Мужественный и смелый, он просто испугался, когда смерть унесла человека, с которым прожил всю жизнь. Это было написано на его лице, читалось в его глазах. Он стал мнительным и плаксивым, каким-то донельзя перепуганным, слабым и беспомощным. Между прочим, очень рекомендую тебе посетить древние гробницы на Кипре, там ты увидишь, как когда-то людей хоронили в том положении, которое они занимали в утробе матери, вероятно, смерть для них была подготовкой к новому рождению. Но это уже другой вопрос.

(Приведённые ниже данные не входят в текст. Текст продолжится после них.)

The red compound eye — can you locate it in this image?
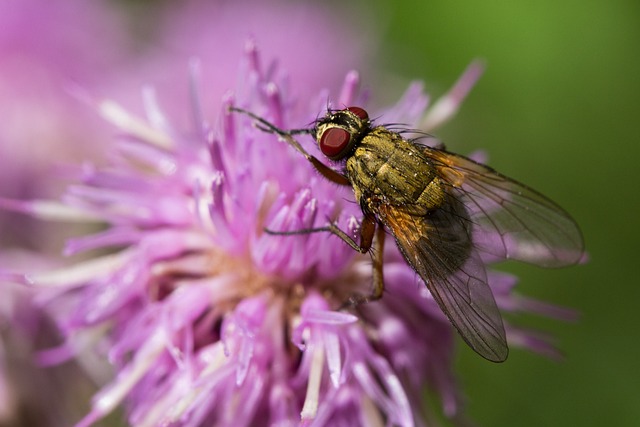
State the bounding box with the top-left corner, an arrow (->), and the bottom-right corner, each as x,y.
318,128 -> 351,159
347,107 -> 369,120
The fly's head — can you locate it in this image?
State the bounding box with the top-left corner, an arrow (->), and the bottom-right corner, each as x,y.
312,107 -> 371,161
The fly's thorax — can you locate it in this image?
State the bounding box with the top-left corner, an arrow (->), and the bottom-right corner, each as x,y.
346,127 -> 444,213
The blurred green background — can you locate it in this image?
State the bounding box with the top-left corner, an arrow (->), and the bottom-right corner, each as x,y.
361,0 -> 640,426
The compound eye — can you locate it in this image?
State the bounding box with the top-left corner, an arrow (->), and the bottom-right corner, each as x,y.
318,128 -> 351,159
347,107 -> 369,120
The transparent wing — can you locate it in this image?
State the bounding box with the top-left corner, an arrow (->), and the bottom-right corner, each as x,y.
424,147 -> 584,267
378,197 -> 509,362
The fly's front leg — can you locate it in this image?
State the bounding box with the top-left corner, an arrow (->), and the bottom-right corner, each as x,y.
229,107 -> 353,186
343,222 -> 386,307
265,215 -> 386,309
302,215 -> 386,308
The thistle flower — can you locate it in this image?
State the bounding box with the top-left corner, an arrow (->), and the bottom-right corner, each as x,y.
2,43 -> 576,426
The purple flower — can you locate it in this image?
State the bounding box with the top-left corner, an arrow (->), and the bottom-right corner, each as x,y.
2,43 -> 576,426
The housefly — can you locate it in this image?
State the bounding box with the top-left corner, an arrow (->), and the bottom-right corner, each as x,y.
231,107 -> 583,362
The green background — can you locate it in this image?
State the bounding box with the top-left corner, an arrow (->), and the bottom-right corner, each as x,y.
360,0 -> 640,426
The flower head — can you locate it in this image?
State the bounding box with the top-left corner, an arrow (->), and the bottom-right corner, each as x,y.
2,42 -> 576,426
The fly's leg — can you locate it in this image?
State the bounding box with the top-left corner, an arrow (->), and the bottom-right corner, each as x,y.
265,215 -> 386,309
229,107 -> 353,186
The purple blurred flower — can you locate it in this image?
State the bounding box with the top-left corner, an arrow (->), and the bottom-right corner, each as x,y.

Состарившийся как-то вдруг, мой отец на глазах у собственных детей стал беспомощным ребенком. Из страха перед старостью, он начал искать себе женщину, с которой можно было бы дожить остаток лет. Приводил двоих. Первая еще куда ни шло, годилась. В какой-то мере она вернула ему чувство стабильности. Но не прошло и года, как она умерла. Вторая была грудой неодухотворенного чернозема и только лишний раз ему показала, что незаменимому нет замены. Глаза его, прозрачно-голубые, расширились от ужаса. Уже не стыдясь своей беспомощности, он звал нас на помощь, каждые два-три месяца вызывал к себе прощаться перед смертью, но о том, чтобы переселиться к нам в город не давал и заикнуться. Приезжаем — он здоровее нас, но тоска разъела его изнутри, подточила душу. И это при здоровом-то теле! Однажды бессонной ночью рядом с совершенно чужой ему женщиной, — он и сам не мог понять, как она оказалась в его постели! — начал неистово плакать и призывать своих покойных жен, чтобы они забрали его к себе, не наказывали больше. Смертельно больной душой, он пересилил здоровое тело, зажмурил глаза и не захотел их открыть, пока не испустил дух. Врач, который пришел засвидетельствовать смерть, оглядел его чистое, мраморно-белое тело без каких-либо старческих деформаций и не смог сдержать восклицания: «Боже мой, тело совсем молодого человека!» Приспособленцы, пройдохи, перекати-поле, — вот кто приживается на любой почве и в любых условиях! — с какой-то угрозой, предназначенной не известно кому, закончил старик.
В этот вечер я впервые напомнил, что хочу слышать продолжение истории о Пигмалионе. Он даже не скрыл своей радости от того, что сумел заинтересовать меня.